Marine Le Pen entend mettre en garde certains fonctionnaires sur leurs responsabilités

C’est donc plus qu’un avertissement qu’elle lance à Nantes. Marine Le Pen entend mettre en garde certains fonctionnaires sur leurs responsabilités… et surtout, sur les éventuelles conséquences de leurs actions et écrits, après une hypothétique victoire du FN. Une sorte de discours vengeur qui ne fait pas que s’en prendre à des représentants de l’Etat.

Selon moi, Marine Le Pen revient sur le devoir de réserve, à savoir ce principe de neutralité du service public qui interdit « au fonctionnaire de faire de sa fonction l’instrument d’une propagande quelconque », selon le portail de la fonction publique. L’amalgame est flagrant. La présidente du FN offre ainsi la vision frontiste du traitement de l’information. A Nantes, elle a promis de rétablir l’Etat de droit, alors qu’elle en nie des principes élémentaires.

Avec cette charge contre le « système », Marine Le Pen délaisse l’image qu’elle cherchait à se construire de femme apaisée. Le durcissement de son discours vous surprend-il ?
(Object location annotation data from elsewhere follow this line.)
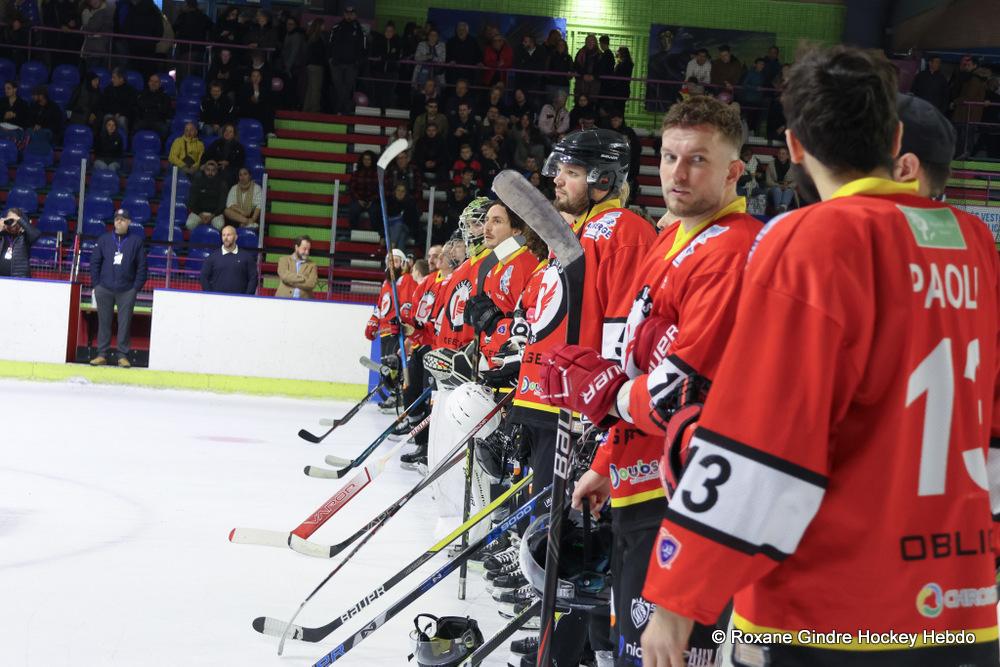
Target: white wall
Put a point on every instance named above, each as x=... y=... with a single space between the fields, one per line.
x=258 y=336
x=35 y=319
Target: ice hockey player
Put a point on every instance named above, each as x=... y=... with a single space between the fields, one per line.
x=849 y=442
x=683 y=304
x=590 y=168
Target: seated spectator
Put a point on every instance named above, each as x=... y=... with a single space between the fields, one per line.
x=216 y=110
x=553 y=120
x=364 y=192
x=109 y=147
x=14 y=112
x=84 y=104
x=228 y=153
x=187 y=149
x=118 y=100
x=244 y=201
x=431 y=154
x=780 y=186
x=153 y=108
x=207 y=197
x=430 y=116
x=296 y=272
x=227 y=270
x=44 y=115
x=17 y=235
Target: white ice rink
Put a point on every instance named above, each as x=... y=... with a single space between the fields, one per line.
x=115 y=508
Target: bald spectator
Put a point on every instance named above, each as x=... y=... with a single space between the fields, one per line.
x=227 y=270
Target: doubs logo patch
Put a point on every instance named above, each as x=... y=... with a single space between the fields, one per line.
x=667 y=548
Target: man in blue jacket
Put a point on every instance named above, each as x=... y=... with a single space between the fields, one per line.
x=118 y=272
x=228 y=269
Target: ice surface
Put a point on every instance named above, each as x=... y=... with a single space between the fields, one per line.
x=115 y=508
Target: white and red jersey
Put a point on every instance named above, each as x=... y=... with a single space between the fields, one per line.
x=841 y=474
x=692 y=280
x=614 y=240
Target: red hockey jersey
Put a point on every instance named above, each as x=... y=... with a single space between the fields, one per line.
x=614 y=240
x=841 y=474
x=694 y=285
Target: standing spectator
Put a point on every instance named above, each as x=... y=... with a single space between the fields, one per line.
x=109 y=147
x=348 y=50
x=432 y=52
x=932 y=85
x=118 y=272
x=364 y=192
x=384 y=63
x=228 y=153
x=207 y=197
x=586 y=64
x=297 y=272
x=96 y=17
x=216 y=110
x=187 y=149
x=699 y=68
x=226 y=271
x=727 y=70
x=462 y=49
x=244 y=201
x=17 y=235
x=118 y=100
x=497 y=59
x=153 y=108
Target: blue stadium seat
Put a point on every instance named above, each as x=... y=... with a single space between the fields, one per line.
x=52 y=224
x=140 y=184
x=146 y=141
x=67 y=75
x=250 y=130
x=23 y=198
x=31 y=175
x=205 y=235
x=246 y=238
x=60 y=202
x=138 y=208
x=78 y=135
x=105 y=181
x=99 y=206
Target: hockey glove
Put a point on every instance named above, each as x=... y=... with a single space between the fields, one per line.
x=371 y=329
x=580 y=379
x=482 y=314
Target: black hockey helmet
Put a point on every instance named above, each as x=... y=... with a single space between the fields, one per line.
x=445 y=641
x=584 y=561
x=605 y=155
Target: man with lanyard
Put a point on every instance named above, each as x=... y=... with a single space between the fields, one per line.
x=850 y=441
x=684 y=301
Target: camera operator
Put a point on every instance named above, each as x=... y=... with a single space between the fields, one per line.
x=17 y=234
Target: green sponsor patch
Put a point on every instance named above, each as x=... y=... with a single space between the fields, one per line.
x=934 y=227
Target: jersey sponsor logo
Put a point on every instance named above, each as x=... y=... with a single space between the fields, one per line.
x=603 y=227
x=934 y=227
x=932 y=600
x=700 y=240
x=668 y=548
x=637 y=473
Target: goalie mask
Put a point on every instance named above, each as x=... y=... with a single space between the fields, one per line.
x=445 y=641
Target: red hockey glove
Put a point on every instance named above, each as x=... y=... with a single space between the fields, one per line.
x=371 y=329
x=580 y=379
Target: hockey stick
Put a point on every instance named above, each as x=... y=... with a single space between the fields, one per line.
x=450 y=459
x=428 y=583
x=530 y=204
x=309 y=437
x=314 y=471
x=502 y=635
x=276 y=628
x=388 y=155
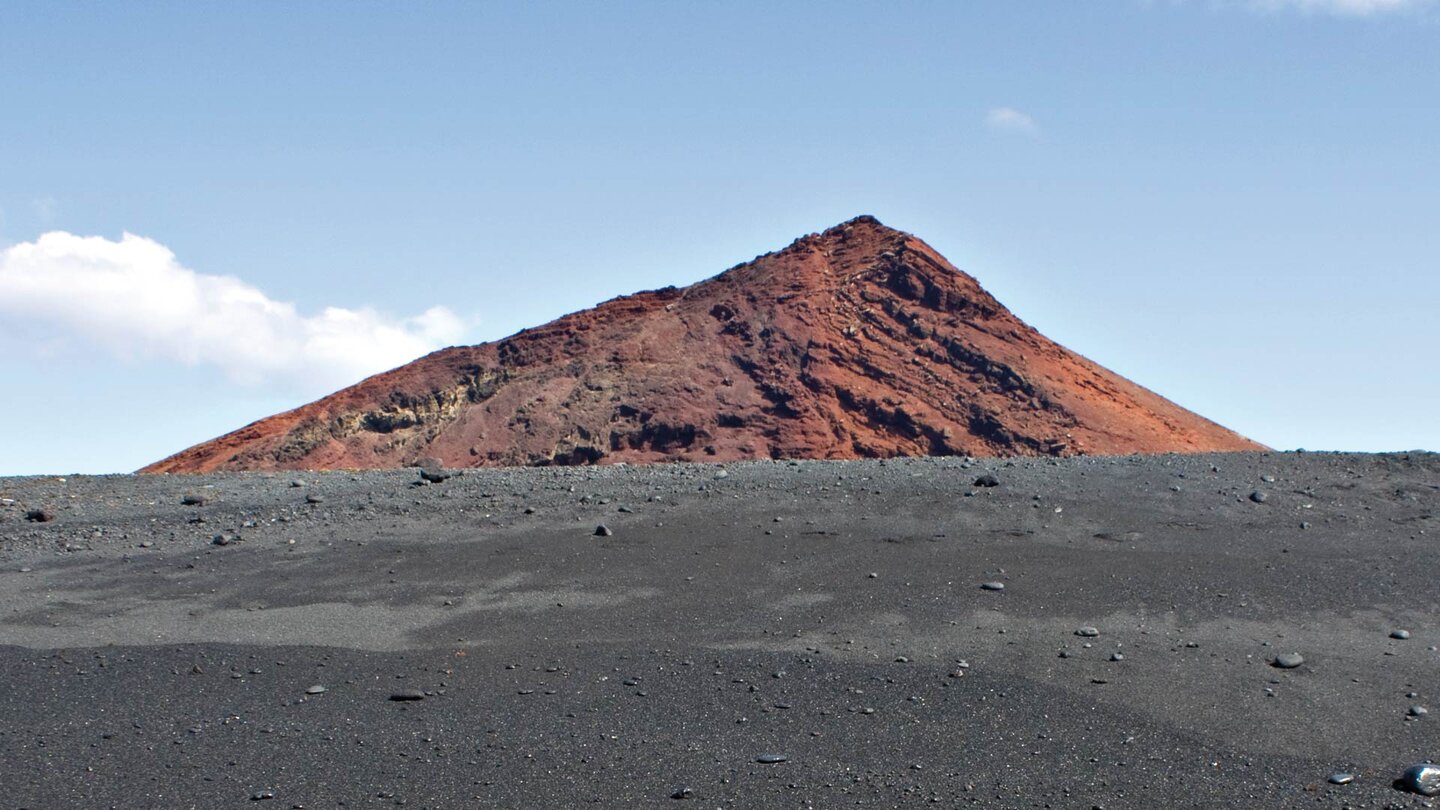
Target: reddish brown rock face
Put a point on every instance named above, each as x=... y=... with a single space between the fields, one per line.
x=857 y=342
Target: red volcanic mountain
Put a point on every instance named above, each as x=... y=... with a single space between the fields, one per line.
x=857 y=342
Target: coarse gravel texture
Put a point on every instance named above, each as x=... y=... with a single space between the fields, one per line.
x=782 y=634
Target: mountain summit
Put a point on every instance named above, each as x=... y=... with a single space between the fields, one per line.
x=856 y=342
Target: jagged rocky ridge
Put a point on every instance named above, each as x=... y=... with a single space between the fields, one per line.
x=856 y=342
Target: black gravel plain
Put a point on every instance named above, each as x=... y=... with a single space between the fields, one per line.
x=761 y=634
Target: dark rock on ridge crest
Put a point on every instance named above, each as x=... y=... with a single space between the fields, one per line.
x=854 y=343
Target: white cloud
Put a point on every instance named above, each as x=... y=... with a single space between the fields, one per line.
x=1011 y=120
x=1341 y=7
x=133 y=300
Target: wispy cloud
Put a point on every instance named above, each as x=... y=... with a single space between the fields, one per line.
x=45 y=209
x=1341 y=7
x=1011 y=120
x=133 y=300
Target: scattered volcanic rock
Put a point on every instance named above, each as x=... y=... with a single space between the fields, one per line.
x=857 y=342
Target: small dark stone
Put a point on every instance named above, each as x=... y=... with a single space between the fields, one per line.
x=1423 y=779
x=1288 y=660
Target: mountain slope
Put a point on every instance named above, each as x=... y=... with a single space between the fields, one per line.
x=857 y=342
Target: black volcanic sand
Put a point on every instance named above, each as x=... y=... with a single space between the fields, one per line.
x=830 y=613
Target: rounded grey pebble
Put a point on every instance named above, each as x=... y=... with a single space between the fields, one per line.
x=1423 y=779
x=1288 y=660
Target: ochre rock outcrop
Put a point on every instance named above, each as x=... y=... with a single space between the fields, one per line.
x=857 y=342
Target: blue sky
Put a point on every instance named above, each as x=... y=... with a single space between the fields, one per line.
x=1229 y=202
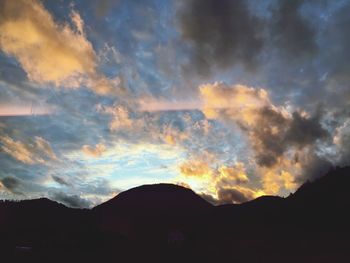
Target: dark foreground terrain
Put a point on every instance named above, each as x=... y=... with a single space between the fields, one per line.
x=168 y=223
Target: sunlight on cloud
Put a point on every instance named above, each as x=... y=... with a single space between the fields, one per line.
x=49 y=52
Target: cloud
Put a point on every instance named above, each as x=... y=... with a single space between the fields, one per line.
x=222 y=33
x=73 y=201
x=271 y=129
x=290 y=30
x=12 y=184
x=24 y=110
x=50 y=53
x=222 y=183
x=60 y=180
x=38 y=151
x=235 y=195
x=96 y=151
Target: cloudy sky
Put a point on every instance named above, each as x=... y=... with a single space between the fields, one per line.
x=234 y=99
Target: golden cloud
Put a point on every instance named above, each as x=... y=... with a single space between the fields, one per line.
x=50 y=53
x=96 y=151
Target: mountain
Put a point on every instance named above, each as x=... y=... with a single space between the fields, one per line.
x=169 y=223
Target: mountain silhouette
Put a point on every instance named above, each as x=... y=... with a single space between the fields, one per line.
x=170 y=223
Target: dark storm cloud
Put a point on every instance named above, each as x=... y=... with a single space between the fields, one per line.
x=73 y=201
x=227 y=33
x=290 y=31
x=222 y=33
x=314 y=167
x=274 y=134
x=305 y=131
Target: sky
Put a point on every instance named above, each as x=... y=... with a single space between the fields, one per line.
x=233 y=99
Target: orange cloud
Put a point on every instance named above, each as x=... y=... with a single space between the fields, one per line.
x=50 y=52
x=96 y=151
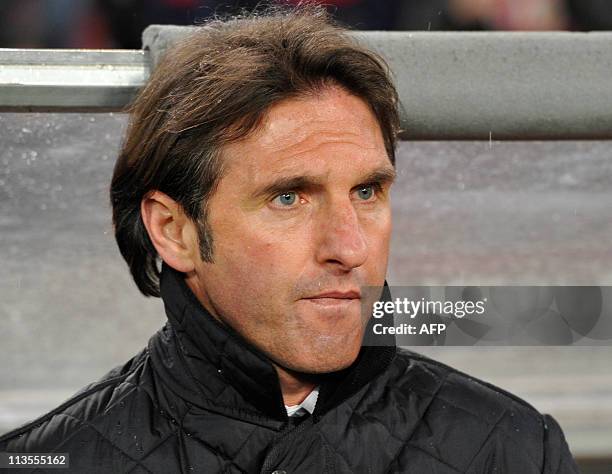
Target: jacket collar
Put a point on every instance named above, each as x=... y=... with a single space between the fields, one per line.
x=209 y=364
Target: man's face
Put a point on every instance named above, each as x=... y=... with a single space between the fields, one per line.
x=300 y=221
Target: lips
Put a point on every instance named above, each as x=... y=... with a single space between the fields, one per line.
x=338 y=295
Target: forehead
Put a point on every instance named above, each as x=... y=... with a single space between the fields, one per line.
x=327 y=127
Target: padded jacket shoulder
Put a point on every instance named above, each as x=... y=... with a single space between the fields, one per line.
x=199 y=399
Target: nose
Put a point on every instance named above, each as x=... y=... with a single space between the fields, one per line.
x=342 y=244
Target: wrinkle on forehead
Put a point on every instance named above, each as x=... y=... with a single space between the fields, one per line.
x=304 y=125
x=317 y=119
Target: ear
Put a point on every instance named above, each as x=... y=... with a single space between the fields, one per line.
x=172 y=233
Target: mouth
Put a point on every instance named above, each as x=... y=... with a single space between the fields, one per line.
x=335 y=298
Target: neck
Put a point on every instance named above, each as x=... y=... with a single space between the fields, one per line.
x=295 y=386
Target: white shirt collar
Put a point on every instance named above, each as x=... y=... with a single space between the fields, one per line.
x=307 y=405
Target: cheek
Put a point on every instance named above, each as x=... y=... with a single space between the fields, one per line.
x=379 y=237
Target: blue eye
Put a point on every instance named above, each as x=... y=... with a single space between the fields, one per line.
x=287 y=199
x=365 y=192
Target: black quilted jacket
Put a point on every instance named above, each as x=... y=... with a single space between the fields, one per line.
x=198 y=399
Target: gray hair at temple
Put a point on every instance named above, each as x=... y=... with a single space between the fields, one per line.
x=214 y=88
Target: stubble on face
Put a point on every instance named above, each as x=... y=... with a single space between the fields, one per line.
x=274 y=264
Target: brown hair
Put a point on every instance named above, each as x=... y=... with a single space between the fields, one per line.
x=214 y=88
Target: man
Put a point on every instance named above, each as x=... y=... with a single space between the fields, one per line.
x=257 y=168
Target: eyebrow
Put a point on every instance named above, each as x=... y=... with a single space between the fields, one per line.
x=384 y=175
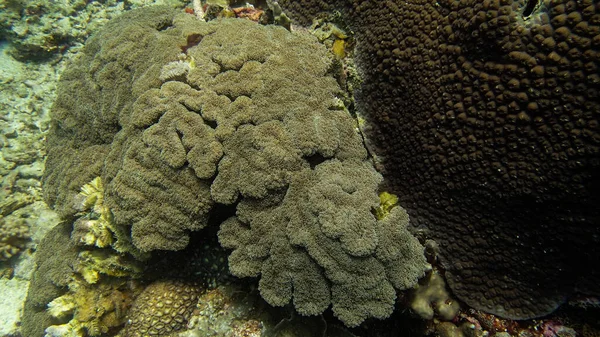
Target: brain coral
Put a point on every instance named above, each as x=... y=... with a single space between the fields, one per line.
x=248 y=116
x=485 y=118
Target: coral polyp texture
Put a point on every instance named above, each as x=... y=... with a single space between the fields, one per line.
x=484 y=116
x=180 y=117
x=163 y=308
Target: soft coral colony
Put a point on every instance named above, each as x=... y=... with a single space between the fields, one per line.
x=249 y=118
x=481 y=116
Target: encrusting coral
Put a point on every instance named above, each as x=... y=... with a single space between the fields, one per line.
x=14 y=235
x=484 y=118
x=256 y=124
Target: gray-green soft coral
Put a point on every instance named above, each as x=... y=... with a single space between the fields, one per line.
x=250 y=116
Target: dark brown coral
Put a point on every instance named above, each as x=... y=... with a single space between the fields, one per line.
x=484 y=116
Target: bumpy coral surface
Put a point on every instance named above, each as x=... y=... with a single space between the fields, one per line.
x=484 y=115
x=248 y=117
x=162 y=308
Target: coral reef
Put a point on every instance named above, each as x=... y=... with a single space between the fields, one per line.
x=91 y=310
x=483 y=116
x=432 y=299
x=14 y=235
x=254 y=123
x=162 y=308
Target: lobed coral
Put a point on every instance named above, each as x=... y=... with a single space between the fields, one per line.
x=484 y=118
x=14 y=235
x=256 y=124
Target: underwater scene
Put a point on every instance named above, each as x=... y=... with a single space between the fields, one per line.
x=300 y=168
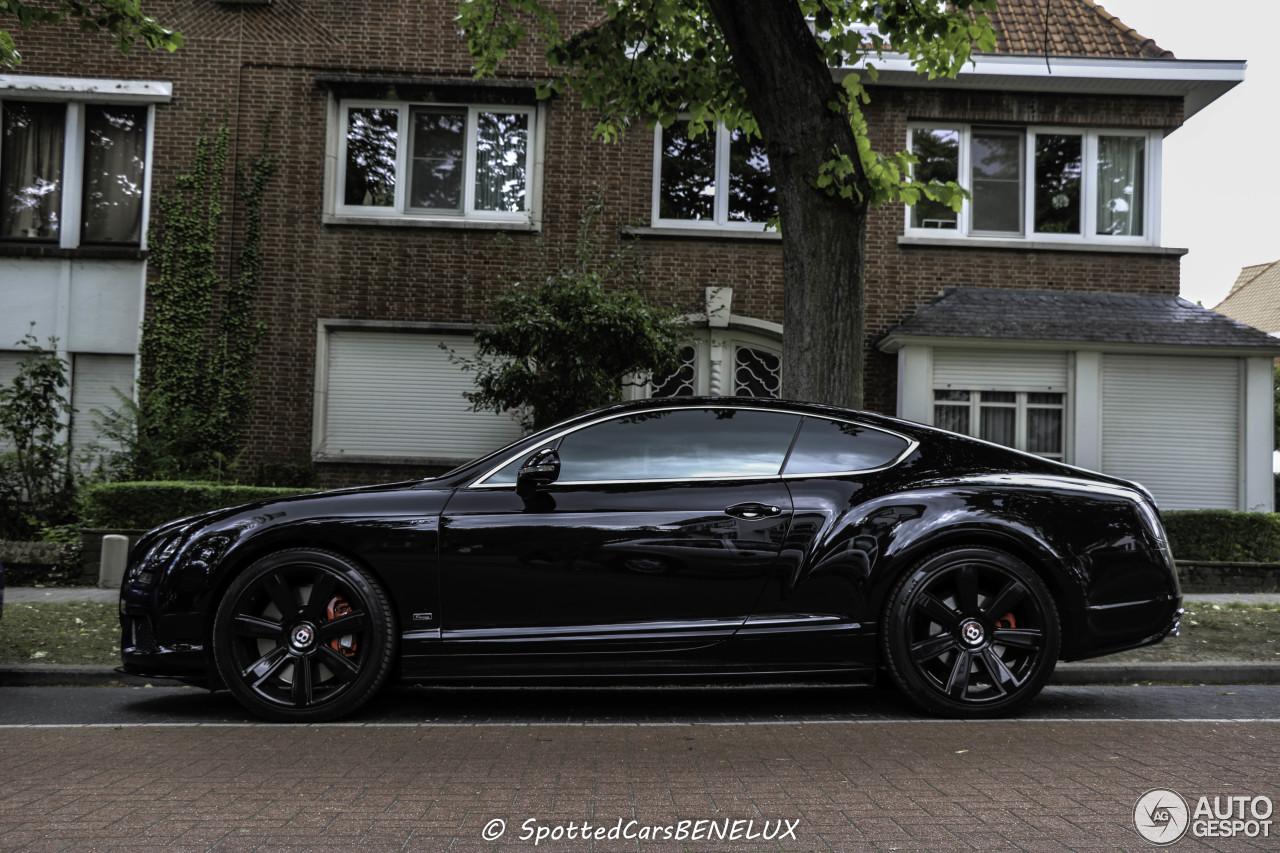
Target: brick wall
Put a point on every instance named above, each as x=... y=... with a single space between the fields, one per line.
x=246 y=62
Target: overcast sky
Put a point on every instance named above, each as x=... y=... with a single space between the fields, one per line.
x=1217 y=201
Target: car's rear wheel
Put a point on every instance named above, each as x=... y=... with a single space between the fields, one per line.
x=304 y=635
x=970 y=633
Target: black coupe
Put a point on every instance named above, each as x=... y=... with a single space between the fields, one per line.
x=693 y=539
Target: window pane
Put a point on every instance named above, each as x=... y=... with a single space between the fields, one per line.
x=373 y=135
x=115 y=147
x=1059 y=164
x=999 y=425
x=679 y=445
x=502 y=147
x=750 y=186
x=954 y=418
x=938 y=154
x=757 y=373
x=1045 y=430
x=682 y=381
x=31 y=170
x=1121 y=170
x=686 y=187
x=439 y=140
x=828 y=447
x=997 y=181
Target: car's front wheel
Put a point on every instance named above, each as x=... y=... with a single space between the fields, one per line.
x=970 y=633
x=304 y=635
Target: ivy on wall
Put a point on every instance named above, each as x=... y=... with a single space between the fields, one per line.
x=197 y=364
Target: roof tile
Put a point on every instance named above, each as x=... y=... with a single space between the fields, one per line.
x=1096 y=318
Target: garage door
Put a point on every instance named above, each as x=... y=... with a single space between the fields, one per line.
x=397 y=395
x=1173 y=424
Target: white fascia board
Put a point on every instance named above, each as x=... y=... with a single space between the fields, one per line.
x=85 y=89
x=892 y=342
x=1198 y=82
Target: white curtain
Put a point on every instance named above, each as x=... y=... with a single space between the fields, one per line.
x=1121 y=168
x=115 y=145
x=31 y=170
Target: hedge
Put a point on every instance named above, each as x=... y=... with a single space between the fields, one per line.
x=1223 y=536
x=140 y=506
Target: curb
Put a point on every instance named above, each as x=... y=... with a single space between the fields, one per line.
x=1065 y=674
x=1202 y=673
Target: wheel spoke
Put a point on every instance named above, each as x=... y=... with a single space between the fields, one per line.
x=282 y=594
x=1018 y=637
x=343 y=667
x=967 y=591
x=352 y=623
x=1005 y=600
x=1000 y=675
x=929 y=648
x=301 y=693
x=958 y=683
x=265 y=666
x=937 y=611
x=321 y=593
x=246 y=625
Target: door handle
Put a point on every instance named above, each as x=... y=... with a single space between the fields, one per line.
x=752 y=511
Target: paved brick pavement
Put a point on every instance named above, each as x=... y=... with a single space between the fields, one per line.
x=912 y=787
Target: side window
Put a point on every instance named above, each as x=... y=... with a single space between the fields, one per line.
x=696 y=443
x=832 y=446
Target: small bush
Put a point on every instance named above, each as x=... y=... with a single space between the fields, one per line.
x=135 y=506
x=1224 y=536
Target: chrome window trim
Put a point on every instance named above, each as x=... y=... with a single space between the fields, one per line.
x=906 y=451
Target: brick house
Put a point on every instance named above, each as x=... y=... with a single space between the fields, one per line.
x=410 y=191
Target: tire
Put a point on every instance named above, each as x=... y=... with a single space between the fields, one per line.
x=947 y=648
x=304 y=635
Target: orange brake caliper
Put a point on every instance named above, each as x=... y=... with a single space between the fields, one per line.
x=344 y=644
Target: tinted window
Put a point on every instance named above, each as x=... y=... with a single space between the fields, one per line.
x=830 y=447
x=679 y=445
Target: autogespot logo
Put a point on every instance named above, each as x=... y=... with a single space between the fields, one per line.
x=1161 y=816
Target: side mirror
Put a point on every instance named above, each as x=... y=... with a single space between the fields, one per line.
x=540 y=469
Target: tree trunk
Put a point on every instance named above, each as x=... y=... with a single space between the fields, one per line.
x=789 y=90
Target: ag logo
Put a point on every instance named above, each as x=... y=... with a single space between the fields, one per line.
x=1161 y=816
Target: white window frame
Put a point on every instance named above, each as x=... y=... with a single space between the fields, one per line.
x=1088 y=187
x=1020 y=405
x=720 y=219
x=71 y=206
x=403 y=131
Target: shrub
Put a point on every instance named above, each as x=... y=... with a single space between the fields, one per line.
x=147 y=505
x=1224 y=536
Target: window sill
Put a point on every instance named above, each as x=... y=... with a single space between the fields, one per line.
x=423 y=222
x=702 y=233
x=1037 y=246
x=83 y=252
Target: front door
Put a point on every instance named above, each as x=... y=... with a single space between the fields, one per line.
x=658 y=534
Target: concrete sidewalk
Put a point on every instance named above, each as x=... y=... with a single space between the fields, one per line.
x=1080 y=673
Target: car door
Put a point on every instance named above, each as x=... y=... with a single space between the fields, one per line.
x=658 y=534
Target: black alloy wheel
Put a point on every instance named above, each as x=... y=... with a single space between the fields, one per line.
x=304 y=635
x=970 y=633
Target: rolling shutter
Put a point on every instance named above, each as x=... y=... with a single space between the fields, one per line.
x=1173 y=424
x=1000 y=370
x=397 y=393
x=92 y=381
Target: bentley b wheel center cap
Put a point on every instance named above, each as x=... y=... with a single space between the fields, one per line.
x=302 y=637
x=972 y=633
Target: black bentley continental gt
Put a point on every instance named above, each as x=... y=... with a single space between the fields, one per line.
x=693 y=539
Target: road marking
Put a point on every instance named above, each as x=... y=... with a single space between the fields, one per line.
x=608 y=725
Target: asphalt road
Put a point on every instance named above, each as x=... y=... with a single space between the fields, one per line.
x=629 y=706
x=465 y=769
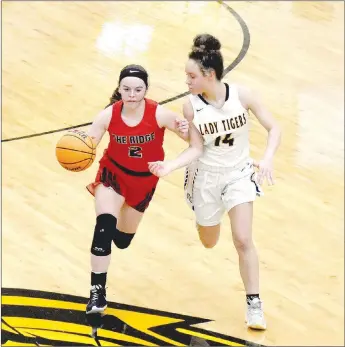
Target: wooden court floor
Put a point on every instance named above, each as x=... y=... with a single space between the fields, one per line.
x=60 y=64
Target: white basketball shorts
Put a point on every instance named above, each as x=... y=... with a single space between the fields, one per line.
x=210 y=190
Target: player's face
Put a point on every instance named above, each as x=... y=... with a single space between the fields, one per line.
x=195 y=80
x=132 y=90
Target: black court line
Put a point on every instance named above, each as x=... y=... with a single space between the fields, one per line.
x=238 y=59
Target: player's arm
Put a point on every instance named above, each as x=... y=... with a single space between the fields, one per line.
x=172 y=121
x=100 y=125
x=166 y=118
x=251 y=101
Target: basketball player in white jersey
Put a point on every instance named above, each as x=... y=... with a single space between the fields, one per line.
x=223 y=178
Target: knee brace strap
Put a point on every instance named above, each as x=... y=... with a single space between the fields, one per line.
x=103 y=234
x=122 y=240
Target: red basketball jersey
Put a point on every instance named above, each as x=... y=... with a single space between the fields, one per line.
x=133 y=147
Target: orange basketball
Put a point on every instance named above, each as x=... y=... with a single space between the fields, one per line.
x=75 y=150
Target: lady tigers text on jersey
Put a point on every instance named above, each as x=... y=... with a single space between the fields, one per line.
x=223 y=125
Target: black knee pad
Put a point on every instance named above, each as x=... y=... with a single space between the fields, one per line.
x=103 y=234
x=122 y=240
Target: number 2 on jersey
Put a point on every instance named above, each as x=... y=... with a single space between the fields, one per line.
x=226 y=139
x=135 y=152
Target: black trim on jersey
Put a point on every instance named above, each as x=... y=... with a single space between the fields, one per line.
x=131 y=172
x=227 y=93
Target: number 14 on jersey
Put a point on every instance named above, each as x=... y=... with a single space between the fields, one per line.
x=227 y=139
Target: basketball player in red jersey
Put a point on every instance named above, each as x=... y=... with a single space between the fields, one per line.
x=124 y=185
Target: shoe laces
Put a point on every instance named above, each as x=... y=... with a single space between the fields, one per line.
x=255 y=308
x=95 y=291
Marine Le Pen opère une seconde rupture, puisqu’elle se défait de certaines limites qu’elle avait généralement respectées jusqu’à présent. A Nantes, elle fustige ainsi « les puissances d’argent et médiatiques » qui seraient au service d’Emmanuel Macron ; puis dénonce les « cabales » qui la viseraient. La présidente du FN réactive ici un langage inhérent à l’extrême droite : la théorie du complot. Elle devient la « victime » d’un complot, au sens large du terme, puisqu’il est politique, médiatique et judiciaire.

La candidate frontiste opère ainsi, par ce discours, un retour aux fondamentaux. Elle renoue aussi avec l’histoire paternelle. Une affiche placardée au moment de l’émergence du parti dans les années 1980 disait à propos de Jean-Marie Le Pen : « Le Pen dit la vérité, ils le bâillonnent. » Ce « ils » visait les adversaires politiques et médiatiques de Jean-Marie Le Pen.

Mme Le Pen se positionne en « victime » d’un système

En même temps, Mme Le Pen se positionne en « victime » d’un système et s’arroge ce rôle qu’elle aime tant, celui du seul contre tous. Il s’agit, pour elle, de faire adhérer à la vision du monde qu’elle décrit et qu’elle propose à ses électeurs. Aux Estivales de Fréjus (les 17 et 18 septembre 2016), elle expliquait justement que le « moment [était] venu de voir le monde comme il va, et pas comme on nous le raconte ».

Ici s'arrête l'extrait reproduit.